Monday, September 20, 2021

When was it more affordable to buy a house: 1977, '81, '90, '06 or 2021?

 


Check out this Time Magazine cover from 1977 (that looks like it could very well be from today!):




Keith Weinhold had a great article on affordability throughout the years. Housing inventory and affordability is not a new problem in the United States. Just ask your parents and grandparents how much they stretched (not paid) to buy their new home. 

In 1977:
The median housing price was $48,800. 
BUT, 1977's median income was less than $14,000. 
AND mortgage interest rates were 8.9%, only to go up to 18% in the 80's!😱

Today, many people think that the price of housing has become high again.

But we need to understand housing affordability in the context of "consumer house-buying power."

First American's Real House Price Index helps. It shows that today's real house prices are now 42% below the 2006 housing boom peak. Wow!
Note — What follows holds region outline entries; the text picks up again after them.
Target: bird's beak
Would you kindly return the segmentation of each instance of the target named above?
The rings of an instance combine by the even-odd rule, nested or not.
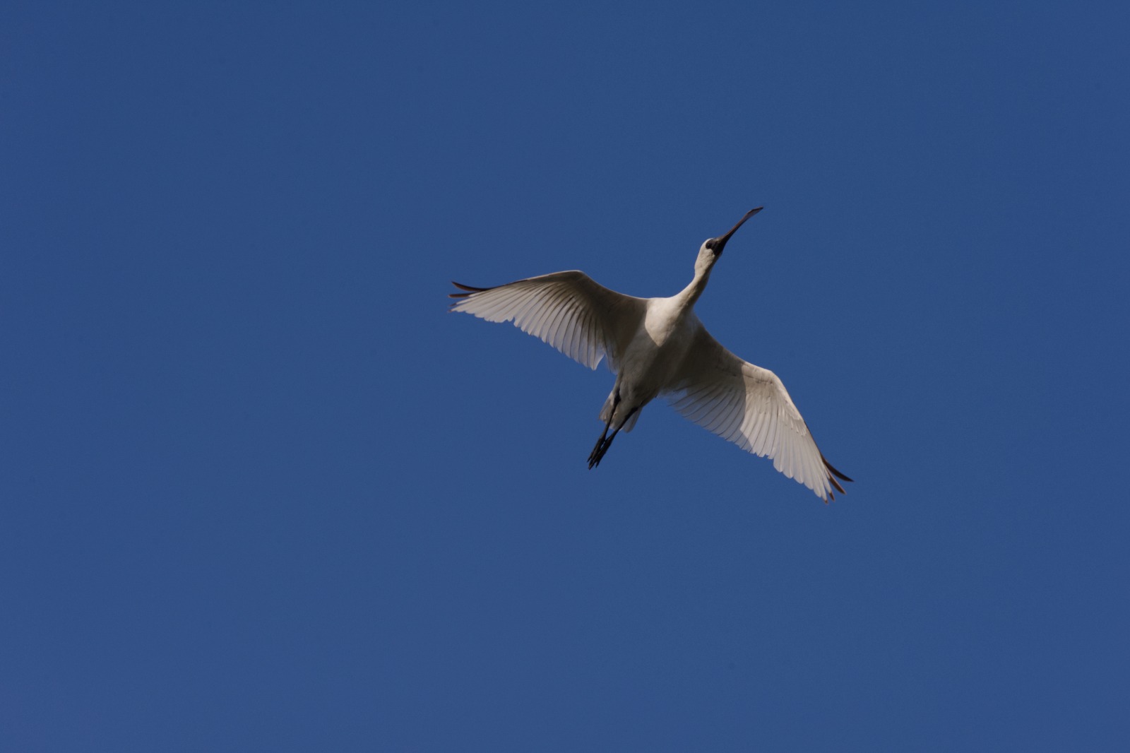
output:
[[[750,209],[749,211],[746,213],[745,217],[742,217],[741,219],[738,220],[737,225],[734,225],[733,227],[730,228],[729,233],[727,233],[725,235],[720,235],[718,237],[718,244],[714,246],[714,252],[721,256],[722,249],[725,248],[725,242],[730,240],[730,236],[733,235],[734,233],[737,233],[738,228],[741,227],[744,224],[746,224],[747,219],[749,219],[750,217],[753,217],[754,215],[756,215],[758,211],[760,211],[764,208],[765,207],[756,207],[754,209]]]

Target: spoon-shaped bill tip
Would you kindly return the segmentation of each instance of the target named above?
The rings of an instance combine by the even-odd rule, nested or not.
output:
[[[737,225],[734,225],[733,227],[730,228],[729,233],[727,233],[725,235],[720,235],[719,239],[718,239],[718,250],[719,250],[719,253],[721,253],[722,246],[724,246],[725,242],[730,240],[730,236],[733,235],[734,233],[737,233],[738,228],[741,227],[747,219],[749,219],[750,217],[753,217],[754,215],[756,215],[758,211],[760,211],[764,208],[765,207],[754,207],[753,209],[750,209],[749,211],[746,213],[745,217],[742,217],[741,219],[738,220]]]

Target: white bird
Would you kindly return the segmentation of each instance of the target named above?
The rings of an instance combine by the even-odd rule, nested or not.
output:
[[[624,295],[572,270],[497,287],[452,283],[462,292],[450,294],[459,298],[451,310],[513,321],[590,369],[608,356],[616,383],[600,409],[605,431],[589,455],[589,468],[600,462],[616,434],[632,431],[643,407],[662,395],[690,421],[744,450],[767,456],[774,468],[827,503],[835,499],[833,487],[844,491],[836,478],[851,479],[824,459],[777,375],[722,347],[694,312],[727,241],[762,209],[750,209],[725,235],[704,241],[694,279],[669,298]]]

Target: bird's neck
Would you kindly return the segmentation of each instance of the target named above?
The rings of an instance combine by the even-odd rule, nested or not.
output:
[[[698,301],[698,297],[706,289],[706,283],[710,282],[710,267],[695,267],[695,278],[690,280],[690,284],[683,288],[676,296],[680,298],[683,306],[685,309],[690,309]]]

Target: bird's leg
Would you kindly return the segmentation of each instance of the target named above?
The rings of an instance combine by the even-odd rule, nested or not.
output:
[[[608,447],[605,445],[605,438],[608,436],[608,427],[612,425],[612,418],[616,416],[616,406],[620,404],[620,391],[616,390],[612,392],[612,409],[608,412],[608,421],[605,422],[605,431],[600,432],[600,439],[597,440],[597,445],[592,448],[592,452],[589,453],[589,469],[591,470],[600,459],[605,457],[605,452],[608,451]],[[614,433],[612,436],[616,434]],[[608,440],[611,443],[611,440]]]
[[[628,422],[628,419],[632,418],[632,414],[635,413],[637,409],[638,409],[638,407],[632,408],[631,410],[628,410],[628,415],[624,417],[624,422],[620,423],[620,426],[623,426],[624,424],[626,424]],[[615,415],[615,410],[612,413]],[[609,418],[608,419],[608,424],[610,425],[611,423],[612,423],[612,419]],[[607,434],[607,433],[608,433],[608,425],[605,426],[605,434]],[[620,433],[620,430],[619,430],[619,426],[618,426],[615,430],[612,430],[612,435],[609,436],[607,440],[605,439],[605,434],[600,435],[600,439],[597,440],[597,447],[592,448],[592,453],[589,456],[589,469],[590,470],[592,468],[596,468],[597,466],[600,465],[600,459],[605,457],[606,452],[608,452],[608,448],[610,448],[612,445],[612,440],[616,439],[616,435],[619,434],[619,433]]]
It considers 3 big factors of:
-today's nominal house price,
-today's household income
-today's mortgage interest rates.

Basically it is more affordable to buy a house today than from 2000 to 2008:

 

Today's "nominal" house prices are well above the housing boom peak, but real, house-buying power-adjusted house prices remain 42% below the 2006 housing boom peak! 
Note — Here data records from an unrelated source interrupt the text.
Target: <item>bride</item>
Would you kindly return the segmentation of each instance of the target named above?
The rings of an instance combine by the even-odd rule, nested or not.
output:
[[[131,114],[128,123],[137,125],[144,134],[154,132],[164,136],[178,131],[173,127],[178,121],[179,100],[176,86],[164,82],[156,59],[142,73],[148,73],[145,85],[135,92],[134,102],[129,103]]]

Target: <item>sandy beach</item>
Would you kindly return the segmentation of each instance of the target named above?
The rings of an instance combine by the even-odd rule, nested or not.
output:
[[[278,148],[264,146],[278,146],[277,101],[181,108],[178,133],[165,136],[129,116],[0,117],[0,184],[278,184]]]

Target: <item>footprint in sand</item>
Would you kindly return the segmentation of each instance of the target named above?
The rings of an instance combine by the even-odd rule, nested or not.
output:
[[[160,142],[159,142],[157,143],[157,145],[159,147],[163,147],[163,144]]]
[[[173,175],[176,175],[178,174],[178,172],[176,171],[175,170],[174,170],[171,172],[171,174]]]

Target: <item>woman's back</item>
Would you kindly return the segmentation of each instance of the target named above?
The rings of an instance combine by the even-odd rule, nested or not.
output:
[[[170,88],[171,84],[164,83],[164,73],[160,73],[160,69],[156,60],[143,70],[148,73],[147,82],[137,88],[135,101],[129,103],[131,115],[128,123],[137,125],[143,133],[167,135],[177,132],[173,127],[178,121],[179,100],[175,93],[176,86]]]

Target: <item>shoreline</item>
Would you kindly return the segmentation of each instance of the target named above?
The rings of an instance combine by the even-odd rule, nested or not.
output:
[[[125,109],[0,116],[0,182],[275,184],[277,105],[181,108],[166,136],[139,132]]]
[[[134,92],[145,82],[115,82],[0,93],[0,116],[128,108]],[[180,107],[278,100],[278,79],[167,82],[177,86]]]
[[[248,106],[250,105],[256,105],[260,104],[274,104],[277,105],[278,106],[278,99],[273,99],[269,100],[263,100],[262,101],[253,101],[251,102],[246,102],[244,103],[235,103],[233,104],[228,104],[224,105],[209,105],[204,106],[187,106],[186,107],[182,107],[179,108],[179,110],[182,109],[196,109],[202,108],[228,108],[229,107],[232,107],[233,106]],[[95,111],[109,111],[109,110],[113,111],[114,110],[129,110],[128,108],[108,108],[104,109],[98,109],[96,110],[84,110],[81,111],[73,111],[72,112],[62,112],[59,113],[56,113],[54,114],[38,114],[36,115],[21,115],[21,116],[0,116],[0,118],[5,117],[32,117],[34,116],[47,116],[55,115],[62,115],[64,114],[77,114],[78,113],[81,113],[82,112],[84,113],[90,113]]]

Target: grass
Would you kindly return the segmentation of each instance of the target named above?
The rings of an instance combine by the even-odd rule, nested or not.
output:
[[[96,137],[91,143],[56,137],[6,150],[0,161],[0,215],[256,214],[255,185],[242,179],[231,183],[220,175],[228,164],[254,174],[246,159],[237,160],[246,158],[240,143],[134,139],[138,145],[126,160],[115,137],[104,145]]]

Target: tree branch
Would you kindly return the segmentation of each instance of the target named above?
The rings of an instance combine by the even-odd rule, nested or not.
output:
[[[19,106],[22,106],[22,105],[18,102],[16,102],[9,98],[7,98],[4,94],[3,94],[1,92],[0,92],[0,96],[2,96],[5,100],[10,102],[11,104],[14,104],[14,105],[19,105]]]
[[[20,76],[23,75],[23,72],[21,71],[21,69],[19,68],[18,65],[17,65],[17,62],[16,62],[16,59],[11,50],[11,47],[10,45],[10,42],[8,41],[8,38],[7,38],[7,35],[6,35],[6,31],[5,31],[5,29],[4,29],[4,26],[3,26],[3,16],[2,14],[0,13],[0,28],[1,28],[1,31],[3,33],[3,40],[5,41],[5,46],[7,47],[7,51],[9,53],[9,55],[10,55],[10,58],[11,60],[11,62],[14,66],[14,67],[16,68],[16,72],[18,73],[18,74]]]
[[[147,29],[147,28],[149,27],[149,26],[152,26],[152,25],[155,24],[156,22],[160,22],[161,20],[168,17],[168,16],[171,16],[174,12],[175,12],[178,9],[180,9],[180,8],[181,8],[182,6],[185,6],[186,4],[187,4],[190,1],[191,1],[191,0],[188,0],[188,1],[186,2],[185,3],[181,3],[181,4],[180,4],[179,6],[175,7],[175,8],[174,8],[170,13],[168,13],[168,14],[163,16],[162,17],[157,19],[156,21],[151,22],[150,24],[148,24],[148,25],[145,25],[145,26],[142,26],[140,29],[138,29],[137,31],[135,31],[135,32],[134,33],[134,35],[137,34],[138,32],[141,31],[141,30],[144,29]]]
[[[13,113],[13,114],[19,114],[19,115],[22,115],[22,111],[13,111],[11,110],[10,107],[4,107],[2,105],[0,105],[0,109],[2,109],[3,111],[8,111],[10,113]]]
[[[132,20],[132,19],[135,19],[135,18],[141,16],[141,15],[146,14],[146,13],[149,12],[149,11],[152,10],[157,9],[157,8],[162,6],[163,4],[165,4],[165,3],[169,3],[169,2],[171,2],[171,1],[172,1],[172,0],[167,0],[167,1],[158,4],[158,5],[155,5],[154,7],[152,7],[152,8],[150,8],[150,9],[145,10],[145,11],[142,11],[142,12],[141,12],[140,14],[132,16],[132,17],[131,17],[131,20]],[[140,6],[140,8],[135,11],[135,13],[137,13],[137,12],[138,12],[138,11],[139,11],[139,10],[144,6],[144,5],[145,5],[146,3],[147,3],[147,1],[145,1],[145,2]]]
House-buying power has benefited from a long-run decline in mortgage rates and the slow, but steady growth of household income. Since the housing boom peak in unadjusted prices in 2006, the average 30-year, fixed mortgage rate has fallen by approximately 3.3 percentage points, from 6.32% to 2.98%. Over the same period, nominal household income has increased 55%. The dramatically lower mortgage rates and higher income levels mean home buyers in June had 129% more house-buying power than in 2006. House-buying power matters because people buy homes based on how much it costs each month to make a mortgage payment, not the price of the home. (credit Keith Weinhold and First American)
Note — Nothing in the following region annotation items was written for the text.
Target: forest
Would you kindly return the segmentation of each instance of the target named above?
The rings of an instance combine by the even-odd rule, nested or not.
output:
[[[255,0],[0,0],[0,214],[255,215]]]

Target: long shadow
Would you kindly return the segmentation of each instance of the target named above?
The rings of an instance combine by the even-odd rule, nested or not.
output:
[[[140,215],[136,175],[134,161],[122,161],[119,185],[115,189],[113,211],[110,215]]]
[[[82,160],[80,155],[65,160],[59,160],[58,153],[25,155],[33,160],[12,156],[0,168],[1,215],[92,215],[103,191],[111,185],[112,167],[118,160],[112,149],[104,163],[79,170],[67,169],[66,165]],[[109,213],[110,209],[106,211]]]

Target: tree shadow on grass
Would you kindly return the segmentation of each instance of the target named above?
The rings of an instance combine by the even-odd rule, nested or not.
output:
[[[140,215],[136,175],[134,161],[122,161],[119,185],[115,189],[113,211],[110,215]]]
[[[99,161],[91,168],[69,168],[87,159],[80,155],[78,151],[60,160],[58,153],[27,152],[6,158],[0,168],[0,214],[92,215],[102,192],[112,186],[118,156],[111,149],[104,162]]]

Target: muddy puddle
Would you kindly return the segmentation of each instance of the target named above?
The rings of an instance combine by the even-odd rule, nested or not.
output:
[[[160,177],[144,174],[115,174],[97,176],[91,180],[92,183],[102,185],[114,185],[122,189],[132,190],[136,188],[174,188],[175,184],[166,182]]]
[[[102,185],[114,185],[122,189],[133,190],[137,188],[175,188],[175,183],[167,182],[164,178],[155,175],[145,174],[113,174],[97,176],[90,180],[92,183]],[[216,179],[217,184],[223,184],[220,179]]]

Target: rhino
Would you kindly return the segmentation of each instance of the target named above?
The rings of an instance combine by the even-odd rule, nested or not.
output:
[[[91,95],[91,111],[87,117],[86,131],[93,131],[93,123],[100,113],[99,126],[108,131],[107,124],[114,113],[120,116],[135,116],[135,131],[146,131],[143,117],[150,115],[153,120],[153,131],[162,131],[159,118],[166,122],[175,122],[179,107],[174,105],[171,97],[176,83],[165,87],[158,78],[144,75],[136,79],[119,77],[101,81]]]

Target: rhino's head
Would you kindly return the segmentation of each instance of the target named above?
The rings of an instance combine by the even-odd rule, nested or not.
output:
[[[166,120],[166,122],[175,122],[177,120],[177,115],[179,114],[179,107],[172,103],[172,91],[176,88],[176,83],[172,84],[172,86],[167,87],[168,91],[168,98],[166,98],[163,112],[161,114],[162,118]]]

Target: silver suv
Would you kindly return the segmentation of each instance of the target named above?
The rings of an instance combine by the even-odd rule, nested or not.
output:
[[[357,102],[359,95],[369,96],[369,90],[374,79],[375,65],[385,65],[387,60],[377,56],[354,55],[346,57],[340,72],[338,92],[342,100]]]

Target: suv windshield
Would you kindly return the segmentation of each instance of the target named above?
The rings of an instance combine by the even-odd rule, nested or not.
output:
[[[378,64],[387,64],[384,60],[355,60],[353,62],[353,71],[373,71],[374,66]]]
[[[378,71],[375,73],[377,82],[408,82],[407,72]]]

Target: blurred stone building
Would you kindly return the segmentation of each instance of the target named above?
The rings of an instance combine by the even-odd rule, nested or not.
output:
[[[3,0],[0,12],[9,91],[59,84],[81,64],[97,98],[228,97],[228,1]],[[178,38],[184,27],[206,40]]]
This Chart Will Blow Your Mind!


This amazing chart is a historical index comparing monthly mortgage payments dollar for dollar by year since 1969! Which means that dollar for dollar today the monthly principal and interest mortgage payment is only 48% of what it was in January 1990! And only 26% of what it was in 1981!😱🤯

Denver Adjusted Home Price Index, showing prices when getting mortgages are really only $300k in apples to apples comparison with what interest rates and prices were in 1990! 



Adjusted for Inflation, Denver prices are actually only $290k:


Bottom Line: Yes house prices have gone up, but so has affordability and buying power because of record-low interest rates and higher incomes.